The Highway and the Crater - Failing to Cope With the Absence of Work
When cancer lifts its foot off my neck and I have a chance to catch my breath, I wrestle with: "what am I supposed to do now?" Before my diagnosis, my life was defined by the career goals that I set for myself. For 15 years I worked to become a game designer. For 4 years I worked to become the best teacher I could. When cancer hit and I had to quit my job, I saw for the first time a giant invisible highway of people walking and running together toward "work." I feel like cancer ripped me from this infinite caravan and put me on a narrow, perpendicular dusty road by myself.
I didn't realize how much this shared concept of "we are all working" provided a substantial sense of a community to me. Two people may have separate jobs, totally different goals in life, but they are together on that highway and can share their experiences trying to overcome the obstacles in their way. (How many conversations are started with "what do you do" and built on "how is work going?") Talking with co-workers you like can make a job a blessing, talking with ones you don't like can at least help you feel less alone.
As someone with cancer, I don't have a job and I struggle to find a good purpose other than "keep living." Conversations with those on the working highway are often infrequent and one-sided; either I am telling of my maladies and their treatments or they are describing that now foreign land of work. To talk about work with them, I have to remember events in my past in order to feel the empathy and connection that before came with thoughtless ease. It feels impossible to be part of that community again as things are.
The road that cancer put me on isn't completely desolate - it is shared by other people diagnosed by cancer or serious illnesses. On my online communities I do what I can to make others and myself less lonely on this road - I try to listen to others, encourage them, and share with them my experiences to try to help them on their way.
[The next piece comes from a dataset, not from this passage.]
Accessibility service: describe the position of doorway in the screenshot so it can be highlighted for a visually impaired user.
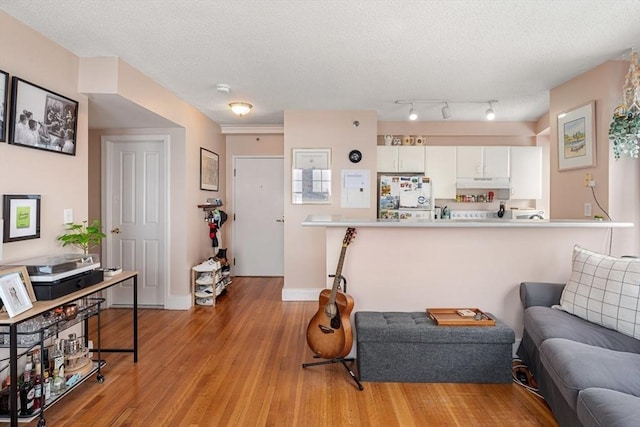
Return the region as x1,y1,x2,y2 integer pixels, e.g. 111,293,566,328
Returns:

Yet this community is inevitably depressing and doesn't help give that shared purpose that being a part of the walking working horde did.
Most of the time people only realize how interwoven work is to their lives when they retire. When I reflect on things, I gaze into a crater where work was in my life and wonder how it ever got so vast. Work fed my social needs, my need to contribute, my need to grow and improve, and my need to practice self-discipline and so many other things, great and small. How am I ever to fill it again? Without the structure and routine of work, my life has regressed/transcended into having a permanent decadent summer vacation like some 45-year old middle schooler. I imagine to some that sounds like an idyllic situation (it kinda does to me as I write it), but I feel that summer vacations are made sweet because you have to make each day meaningful before you return to school. Without it, it can be a prison.
A co-worker of Bessie's has been diagnosed with a similar cancer and he continues in his demanding job. I wonder at times if I could have remained a teacher, but even during the good times my condition is volatile and I would likely miss many days of school. Before cancer I struggled to stay on top of all the grading, now it would be a disaster. Yet this man who shares my curse continues on through his pain and suffering - why can't I? It is impossible to compare the burdens that we all carry through life, but I think it is vital when you see someone do something extraordinary to ask yourself: "could I do more?" I don't know, but I can't go back to teaching; when I had cancer but had not quit, I felt tremendous guilt for being away from my students for a long period of time.
I don't like ending my posts in a negative way; it is too easy for me to wallow in the bad parts of my situation. Yet I keep coming back to the "what do I do now?" question over and over again and I worry that if I don't try to fill that crater with something challenging and real and meaningful, I will continue on my narrow highway, disconnected and irrelevant to all but an ever-shrinking few.